The lost horizons I can see
Are filled with bars and factories
And in them all
We fight to stay awake

[Chorus]
Drink enough of anything
To make this world look new again
Drunk drunk drunk
In the gardens and the graves

She had nothing left to say
So she said she loved me
I stood there
Grateful for the lie
Throughout New Miserable Experience, the music is mostly upbeat. I would almost describe the auditory as "rollicking," but I'd never type a word like that. And you never read it here.

In contrast to the melodies, the lyrics are somber to the point of hopelessness.

Many bands employ this contrapuntal approach, of course. The Smiths come most immediately to mind in this regard. What sets the Gin Blossoms apart here is that there really is no humor, or even acceptance leading to accommodation, to be found. We can all laugh along with Morrissey when he delivers lyrics like "Spending warm summer days indoors/ Writing frightening verse/ To a buck-toothed girl/ from Luxembourg" or "I was looking for a job/ Then I found a job/ Heaven knows/ I'm misearable know," exactly what is one to do when confronted with the following chorus from the Gin Blossoms' "29"?
Some rides don't have much of a finish
That's the ride I took
Through good and bad
And straight through indifference
Without a second look
The short answer is, "Take the lyrics at face value."
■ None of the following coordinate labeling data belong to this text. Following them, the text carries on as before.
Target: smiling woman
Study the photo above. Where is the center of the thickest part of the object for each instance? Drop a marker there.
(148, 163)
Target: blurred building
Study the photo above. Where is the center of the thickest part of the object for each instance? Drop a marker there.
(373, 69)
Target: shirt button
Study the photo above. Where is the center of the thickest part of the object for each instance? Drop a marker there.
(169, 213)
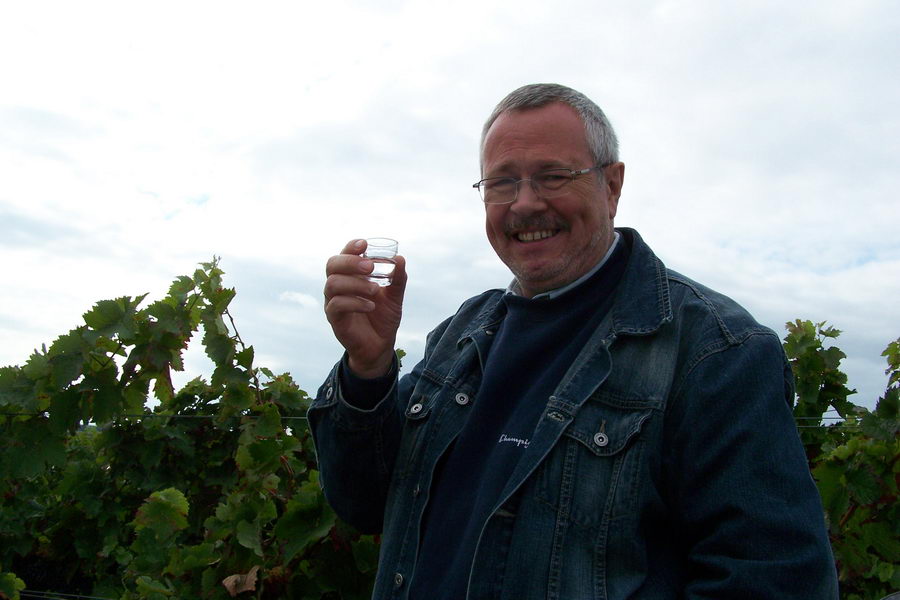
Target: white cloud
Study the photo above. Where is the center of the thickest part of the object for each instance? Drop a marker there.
(304, 300)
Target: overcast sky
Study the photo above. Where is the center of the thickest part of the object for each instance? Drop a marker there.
(137, 139)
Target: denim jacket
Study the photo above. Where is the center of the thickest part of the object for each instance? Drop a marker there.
(666, 464)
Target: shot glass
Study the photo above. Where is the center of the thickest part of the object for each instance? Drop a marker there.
(381, 251)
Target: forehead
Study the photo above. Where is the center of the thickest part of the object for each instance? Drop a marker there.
(552, 135)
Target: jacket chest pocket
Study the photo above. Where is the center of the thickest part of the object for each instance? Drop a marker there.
(593, 471)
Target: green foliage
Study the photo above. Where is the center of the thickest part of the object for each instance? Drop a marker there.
(855, 461)
(209, 492)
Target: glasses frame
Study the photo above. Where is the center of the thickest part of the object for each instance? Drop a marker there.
(575, 173)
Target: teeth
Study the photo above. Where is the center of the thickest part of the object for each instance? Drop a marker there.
(530, 236)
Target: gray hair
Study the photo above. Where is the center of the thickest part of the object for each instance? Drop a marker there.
(600, 136)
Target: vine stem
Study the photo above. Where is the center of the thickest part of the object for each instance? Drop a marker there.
(237, 336)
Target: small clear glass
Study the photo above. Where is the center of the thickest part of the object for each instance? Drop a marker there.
(381, 251)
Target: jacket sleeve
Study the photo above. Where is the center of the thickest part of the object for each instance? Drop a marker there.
(750, 516)
(356, 448)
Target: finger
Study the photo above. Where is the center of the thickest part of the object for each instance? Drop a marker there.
(348, 264)
(341, 306)
(348, 285)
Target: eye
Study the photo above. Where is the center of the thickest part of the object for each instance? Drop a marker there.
(499, 184)
(553, 179)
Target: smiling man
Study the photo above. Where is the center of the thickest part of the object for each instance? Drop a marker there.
(603, 428)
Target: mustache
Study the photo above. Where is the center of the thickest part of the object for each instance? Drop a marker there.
(533, 223)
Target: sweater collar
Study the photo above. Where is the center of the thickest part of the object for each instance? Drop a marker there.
(514, 288)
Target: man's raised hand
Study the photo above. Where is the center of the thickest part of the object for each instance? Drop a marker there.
(363, 316)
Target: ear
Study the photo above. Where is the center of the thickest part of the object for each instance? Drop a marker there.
(614, 178)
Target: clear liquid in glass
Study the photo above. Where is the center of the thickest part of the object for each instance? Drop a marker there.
(384, 269)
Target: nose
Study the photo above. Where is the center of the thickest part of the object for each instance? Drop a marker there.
(527, 199)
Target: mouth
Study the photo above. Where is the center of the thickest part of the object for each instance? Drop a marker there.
(535, 236)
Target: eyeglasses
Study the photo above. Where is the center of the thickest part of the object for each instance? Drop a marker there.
(548, 184)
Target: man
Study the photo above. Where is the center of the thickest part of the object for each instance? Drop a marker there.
(605, 428)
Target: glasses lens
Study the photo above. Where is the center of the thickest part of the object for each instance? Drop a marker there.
(498, 191)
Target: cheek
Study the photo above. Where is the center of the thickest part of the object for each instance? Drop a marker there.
(494, 216)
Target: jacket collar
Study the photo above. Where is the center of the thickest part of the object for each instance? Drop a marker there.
(642, 303)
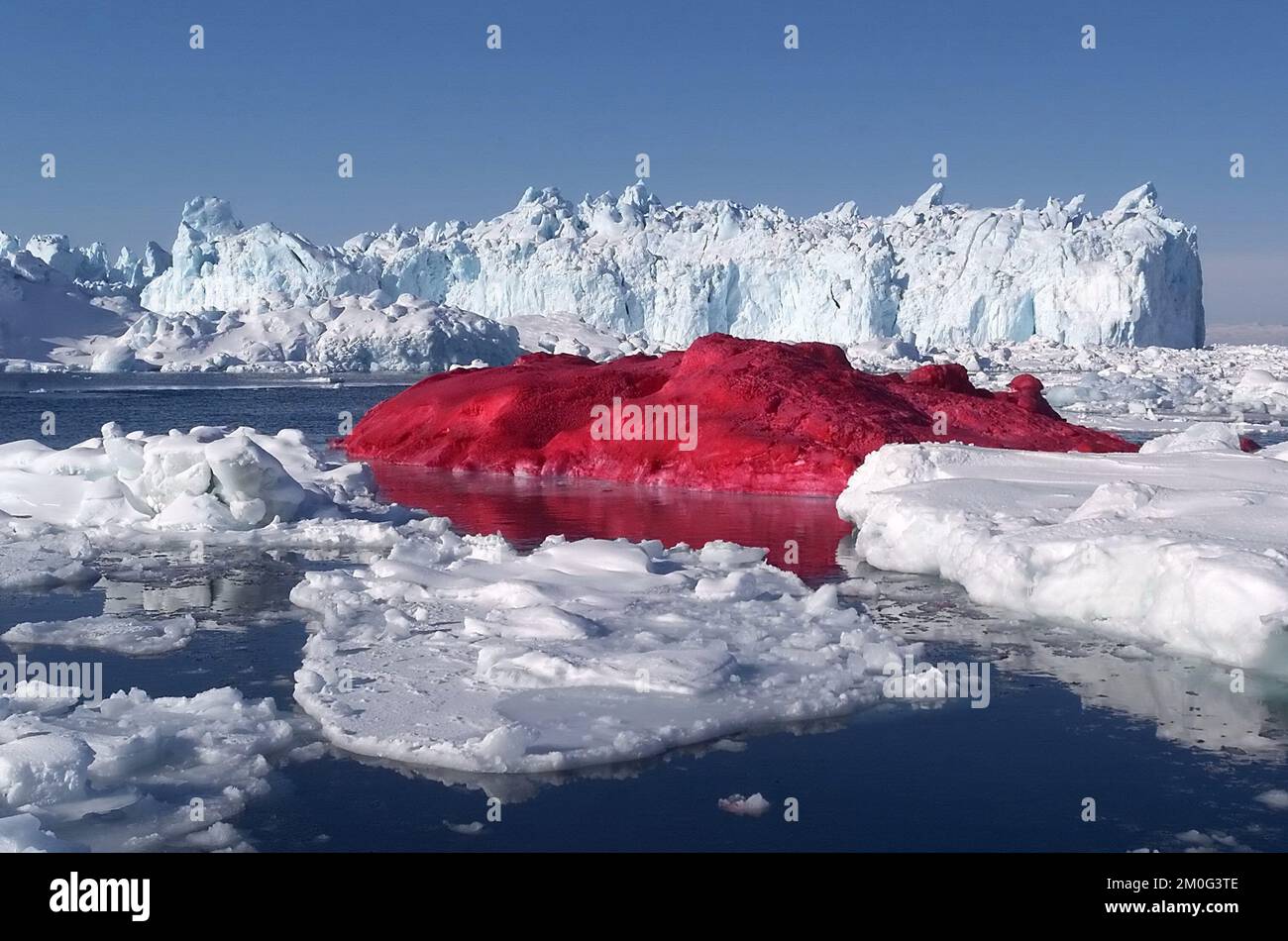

The guy wrote wrote most of the songs for New Miserable Experience, Doug Hopkins, had been kicked out of the band for being a dysfunctional alcholic by the time the album got its national release. While Hopkins did not write "29,"--Gin Blossoms' guitarist Jess Venezuela did--the song captures Hopkins' mindset well. Hopkins committed suicide in December 1993. His humorlessness was no affectation, and he certainly laid out his problems for the world to hear over the course of a really remarkable album.

New Miserable Experience, then, is all art and no artiface. Shame that it took a young man's life, but it does deliver on what it advertises. The work of all bands and singers should do the same.

Fortunately, none of the other Gin Blossoms have had the misguided courage of Hopkins depressive convictions and are all alive and presumably well. Unfortunately, the band has become a county fair act. I wonder how songs like "Alison Road," being so essentially dark play as they are, play to nodding-off grandparents and 3-year-olds wired on cotton candy?

"So she fills up her sails with my whiskeyed breath." Indeed.